Non si tratta solo di religione
I militanti locali che osservano il conflitto si oppongono a portare la religione nella questione per evitare di complicare le cose dal momento che le cause radicali del conflitto sono di natura politica: il rigetto dei malesi del profondo meridione del progetto di assimilazione thailandese che porterebbe alla distruzione della loro identità etno-religiosa.
Per i musulmani di questa regione storicamente contesa, fa venire il voltastomaco il solo fatto che lo stato a maggioranza buddista usi il Ramadan per i propri guadagni politici
Accade di frequente che si convocano i capi religiosi islamici perché emettano la fatwa per condannare i ribelli in base alla religione, cosa che pone i religiosi musulmani in grandissimo disagio perché li metterebbe in opposizione con i combattenti separatisti.
Inoltre l’insorgenza non ha il sostegno dei musulmani thailandesi che vivono fuori dal profondo meridione thailandese.
E’ la narrazione storica culturale dei malesi di Patani e non la religione che continua a produrre generazioni diverse di combattenti. Mentre la bandiera della lotta è radicata nel nazionalismo malese, le azioni e i termini sono espressi spesso in termini religiosi. Per esempio tutti i combattenti sono seppelliti come martiri, Shahid.
Per i malesi di Patani identità e religione sono le due facce di una stessa medaglia, per cui quando la Thailandia spinse per la propria politica di assimilazione, che richiede ai malesi di negare la propria identità per assumere quella thai, essi la rigettarono violentemente.
Oggi la battaglia delle narrazioni tra i militanti malesi e l’esercito è giunto in tribunale.
Gli attivisti malesi di Patani sentono che dovrebbero poter parlare in pubbliche discussioni di referendum di autodeterminazione, mentre l’esercito insiste che queste discussioni non sono negoziabili.
Secondo Artef, è triste che l’esercito sembra avere il sostegno dei cosiddetti movimenti democratici in Thailandia quando si tratta del nazionalismo thai.
Mentre molti potrebbero sostenere l’idea di uno stato separato malese musulmano, nessuno lo dice apertamente perché implicherebbe una vendetta perniciosa del governo. Finora oltre 40 giovani sono stati accusati dalla polizia, su richiesta dell’Esercito Thai, di istigazione al separatismo perché avevano usato i termini Bangsa Patani, referendum e shahid in relazione alla risoluzione del conflitto e ai combattenti uccisi in scontri a fuoco con le forze di sicurezza.

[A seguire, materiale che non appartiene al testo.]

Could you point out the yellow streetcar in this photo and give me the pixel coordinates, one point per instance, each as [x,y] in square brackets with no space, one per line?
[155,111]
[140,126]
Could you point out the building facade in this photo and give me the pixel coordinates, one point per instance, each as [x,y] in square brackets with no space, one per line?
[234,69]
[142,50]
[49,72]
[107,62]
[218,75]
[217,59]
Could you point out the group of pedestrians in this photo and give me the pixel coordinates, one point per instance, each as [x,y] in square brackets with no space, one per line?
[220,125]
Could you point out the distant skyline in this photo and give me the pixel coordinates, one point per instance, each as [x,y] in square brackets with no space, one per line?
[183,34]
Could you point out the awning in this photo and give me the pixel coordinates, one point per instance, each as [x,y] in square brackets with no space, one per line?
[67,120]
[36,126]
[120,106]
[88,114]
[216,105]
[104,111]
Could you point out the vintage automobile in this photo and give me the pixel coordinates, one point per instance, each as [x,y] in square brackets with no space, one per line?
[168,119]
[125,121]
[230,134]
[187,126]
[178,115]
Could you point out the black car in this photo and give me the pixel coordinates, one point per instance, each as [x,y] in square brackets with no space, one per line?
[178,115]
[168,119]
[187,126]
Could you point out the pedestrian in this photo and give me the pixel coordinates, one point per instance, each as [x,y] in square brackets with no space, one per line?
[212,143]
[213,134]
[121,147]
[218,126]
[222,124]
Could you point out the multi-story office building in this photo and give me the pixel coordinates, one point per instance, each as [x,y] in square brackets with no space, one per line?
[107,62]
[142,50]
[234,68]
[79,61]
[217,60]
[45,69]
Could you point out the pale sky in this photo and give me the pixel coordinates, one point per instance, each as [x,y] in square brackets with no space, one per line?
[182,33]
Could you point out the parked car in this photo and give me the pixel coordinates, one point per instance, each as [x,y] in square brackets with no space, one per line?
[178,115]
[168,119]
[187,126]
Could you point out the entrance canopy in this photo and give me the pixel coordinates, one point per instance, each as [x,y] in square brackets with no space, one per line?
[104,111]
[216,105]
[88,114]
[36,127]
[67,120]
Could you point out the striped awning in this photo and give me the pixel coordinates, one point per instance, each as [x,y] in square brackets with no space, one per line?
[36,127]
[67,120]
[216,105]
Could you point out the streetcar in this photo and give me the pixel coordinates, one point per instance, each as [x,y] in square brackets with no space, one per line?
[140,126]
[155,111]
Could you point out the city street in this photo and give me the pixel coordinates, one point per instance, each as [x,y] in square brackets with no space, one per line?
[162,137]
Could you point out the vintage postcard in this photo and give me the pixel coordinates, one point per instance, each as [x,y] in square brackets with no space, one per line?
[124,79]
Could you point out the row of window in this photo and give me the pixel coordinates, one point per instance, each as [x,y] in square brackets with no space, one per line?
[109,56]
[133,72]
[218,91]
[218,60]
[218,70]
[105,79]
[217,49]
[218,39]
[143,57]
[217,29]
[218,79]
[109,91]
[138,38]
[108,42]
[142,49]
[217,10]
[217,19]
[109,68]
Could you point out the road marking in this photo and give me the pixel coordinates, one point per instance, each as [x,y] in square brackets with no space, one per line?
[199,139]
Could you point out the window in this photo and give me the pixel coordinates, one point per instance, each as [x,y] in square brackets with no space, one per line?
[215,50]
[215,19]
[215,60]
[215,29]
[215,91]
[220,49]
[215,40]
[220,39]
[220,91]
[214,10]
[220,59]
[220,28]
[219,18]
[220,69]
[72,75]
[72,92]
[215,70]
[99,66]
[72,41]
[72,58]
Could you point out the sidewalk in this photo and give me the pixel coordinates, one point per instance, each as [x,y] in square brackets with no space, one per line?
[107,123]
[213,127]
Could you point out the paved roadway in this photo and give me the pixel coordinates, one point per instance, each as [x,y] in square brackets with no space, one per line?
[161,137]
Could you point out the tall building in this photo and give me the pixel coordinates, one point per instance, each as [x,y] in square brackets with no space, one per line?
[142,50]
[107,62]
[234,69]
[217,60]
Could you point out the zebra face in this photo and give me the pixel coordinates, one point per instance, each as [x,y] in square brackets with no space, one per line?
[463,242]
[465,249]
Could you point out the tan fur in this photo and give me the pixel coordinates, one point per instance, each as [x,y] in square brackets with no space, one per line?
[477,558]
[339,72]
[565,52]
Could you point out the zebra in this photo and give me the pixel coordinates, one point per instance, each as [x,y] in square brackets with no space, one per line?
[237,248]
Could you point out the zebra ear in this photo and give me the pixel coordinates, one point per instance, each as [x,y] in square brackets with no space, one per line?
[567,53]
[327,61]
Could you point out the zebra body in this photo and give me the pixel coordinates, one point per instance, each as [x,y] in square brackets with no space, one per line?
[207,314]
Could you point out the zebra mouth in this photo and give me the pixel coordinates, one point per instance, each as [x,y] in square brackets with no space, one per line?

Nel contesto locale Bangsa può significare comunità, nazione o persino narrazione.
La storia fa ancora male
Mentre il Ramadan ha un significato religioso per i musulmani di tutto il mondo, i malesi di Patani ricordano il massacro di Tak Bai dell’ottobre 2004.
Tuttavia, appena un mese prima della scadenza dei 20 anni di prescrizione, un tribunale di Narathiwat decise di processare 14 uomini legati alla morte dei manifestanti disarmati con l’accusa di omicidio. Ma nessuno è stato mai portato in tribunale e la prescrizione è subentrata.
Per alcuni era l’ultimo tentativo di ottenere giustizia. Per altri, era un’opportunità per una sorta di chiusura con la speranza che il Paese potesse andare avanti come nazione. Ovviamente, ciò non è avvenuto.